[llvm] [DAGCombiner][RISCV] Optimize (zext nneg (truncate X)) if X has known sign bits. (PR #82227)

Mon Feb 19 00:11:18 PST 2024

https://github.com/topperc created https://github.com/llvm/llvm-project/pull/82227

This treats the zext nneg as sext if X is known to have sufficient sign bits to allow the zext or truncate or both to removed. This code is taken from the same optimization for sext.

Test cases are based on a common pattern where a zext nneg is created based on a dominating condition that ensure the value is positive. The value will be exported from the first block sign extended to a legal type. This creates an AssertSExt and truncate in the next block. Treating the zext nneg as a sext allows us to remove the zext.

The zext_nneg_crossbb_i32 test will be further improved when this patch combines with #82199.

>From 132158c8a2dd13bd4b9c9a23297a134d4615b627 Mon Sep 17 00:00:00 2001
From: Craig Topper <craig.topper at sifive.com>
Date: Sun, 18 Feb 2024 23:58:46 -0800
Subject: [PATCH] [DAGCombiner][RISCV] Optimize (zext nneg (truncate X)) if X
 has known sign bits.

This treats the zext nneg as sext if X is known to have sufficient
sign bits to allow the zext or truncate or both to removed.
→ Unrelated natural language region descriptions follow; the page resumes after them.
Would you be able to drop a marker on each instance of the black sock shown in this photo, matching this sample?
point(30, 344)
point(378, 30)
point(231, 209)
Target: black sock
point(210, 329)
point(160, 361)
This
code is taken from the same optimization for sext.

Test cases are based on a common pattern where a zext nneg is created
based on a dominating condition that ensure the value is positive.
The value will be exported from the first block sign extended to
a legal type. This creates an AssertSExt and truncate in the next
block. Treating the zext nneg as a sext allows us to remove the zext.

The zext_nneg_crossbb_i32 test will be further improved when this
patch combines with #82199.
---
 llvm/lib/CodeGen/SelectionDAG/DAGCombiner.cpp | 26 +++++++
 llvm/test/CodeGen/RISCV/sext-zext-trunc.ll    | 72 +++++++++++++++++++
 llvm/test/CodeGen/VE/Scalar/ctlz.ll           |  2 -
 3 files changed, 98 insertions(+), 2 deletions(-)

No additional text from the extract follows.